First, let me say, there is nothing wrong with just having a meal plan rotation. I have recipes I use over and over and even a homemade cookbook of favorites. But I often find I have things to use up, and wanted to share my strategies for avoiding waste in the kitchen.
The first method is to embrace the Internet as your friend in finding a way to combine what’s on hand. I’ll offer two recent examples:
The other day, having spent its daylight hours outdoors in unseasonably warm weather, I settled for a taco kit kicking around the pantry since early postpartum days. In rooting around the fridge I found only some drying-out baby carrots. From there, I could have gone in two directions off the top of my head — some sort of lime carrot slaw for on top of the carrots or roasted carrots seasoned for Mexican food, since we love roasted vegetables so unreasonably. Going with the latter, I found this recipe and was able to use up things I already had. If you’re an intuitive cook, of course, you can cobble something together without a recipe.

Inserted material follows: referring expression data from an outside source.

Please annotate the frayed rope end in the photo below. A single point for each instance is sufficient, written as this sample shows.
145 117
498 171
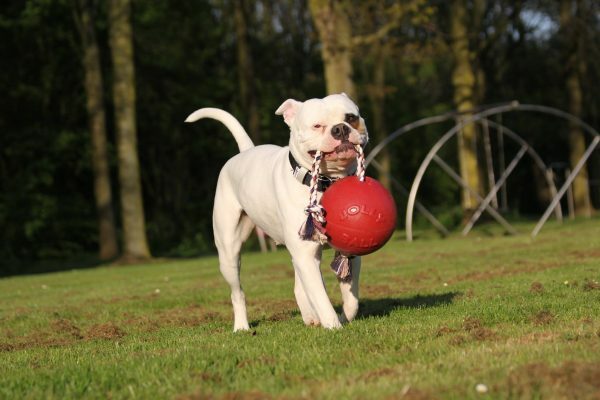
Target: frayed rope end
342 266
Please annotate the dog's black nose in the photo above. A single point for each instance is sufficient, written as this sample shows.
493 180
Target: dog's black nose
340 131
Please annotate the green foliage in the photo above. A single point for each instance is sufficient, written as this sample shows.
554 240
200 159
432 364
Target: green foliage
185 55
437 317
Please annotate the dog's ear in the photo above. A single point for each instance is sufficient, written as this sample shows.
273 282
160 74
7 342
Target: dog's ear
288 109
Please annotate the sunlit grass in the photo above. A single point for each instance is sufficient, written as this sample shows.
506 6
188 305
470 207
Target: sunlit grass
438 317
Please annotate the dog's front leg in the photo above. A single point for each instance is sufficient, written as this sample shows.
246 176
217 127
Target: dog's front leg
309 315
349 289
306 262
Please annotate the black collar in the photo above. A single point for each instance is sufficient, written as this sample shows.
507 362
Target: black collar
304 176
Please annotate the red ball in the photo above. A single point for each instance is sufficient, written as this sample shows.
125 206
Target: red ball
360 216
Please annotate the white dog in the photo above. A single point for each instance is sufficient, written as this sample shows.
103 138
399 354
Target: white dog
266 186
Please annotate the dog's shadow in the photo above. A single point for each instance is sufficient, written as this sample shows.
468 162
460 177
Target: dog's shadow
385 306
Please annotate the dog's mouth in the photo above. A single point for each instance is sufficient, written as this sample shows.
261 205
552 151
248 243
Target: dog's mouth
343 151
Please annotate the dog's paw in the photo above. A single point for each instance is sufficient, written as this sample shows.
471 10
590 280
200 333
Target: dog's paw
241 327
312 322
334 324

Another time, I returned home from a potluck with all my bread eaten up but two partial jars of my parents’ excellent satsuma marmalade left. Since J has an abiding love of pot roast and we have a freezer full of a quarter cow, I browsed “slow cooker marmalade pot roast” recipes until I found one I could manage. This time I had to buy Chinese five spice powder, but at this point in my cooking skills and budget, I’m comfortable buying one exotic ingredient for a recipe, tolerably confident that if we don’t like this dish, we will find another use for it.
The second approach, though, is to have several template dishes for using things up. My favorite is frittata, but my parents favor fried rice, and you might like a fridge-clearing soup, chili, or pasta casserole best. (A friend who can’t eat dairy pointed out that frittatas are pathetic without cheese, so you may have to experiment.) The important thing is a flexible dish whose variations on a theme are usually home runs for your family. So, for example, I’ve been fiddling with breakfast casseroles recently, using maple sausage or breakfast sausage, goat cheese or cheddar, hash browns or the end of a bag of French fries, maybe a bit of vegetables — whatever’s kicking around that day.
These sorts of meals are the glue between more carefully scripted dinners in our house. Most of our leftovers from previous dinners are demolished as grownup lunches, but inevitably, leftover ingredients remain languishing in the kitchen. I find these sorts of meals to also be an opportunity for creativity and a source of direction in an all-year-round grocery store world when one can make anything anytime. It can be fun, like a challenge, like hopping from rock to rock across a stream:
But many a good housekeeper plays the same game every day with ends of cheese and scraps of silk, not because she is mean, but on the contrary, because she is magnanimous; because she wishes her creative mercy to be over all her works, that not one sardine should be destroyed, or cast as rubbish to the void, when she has made the pile complete.
What strategies do you have for keeping momentum rolling in your meal planning?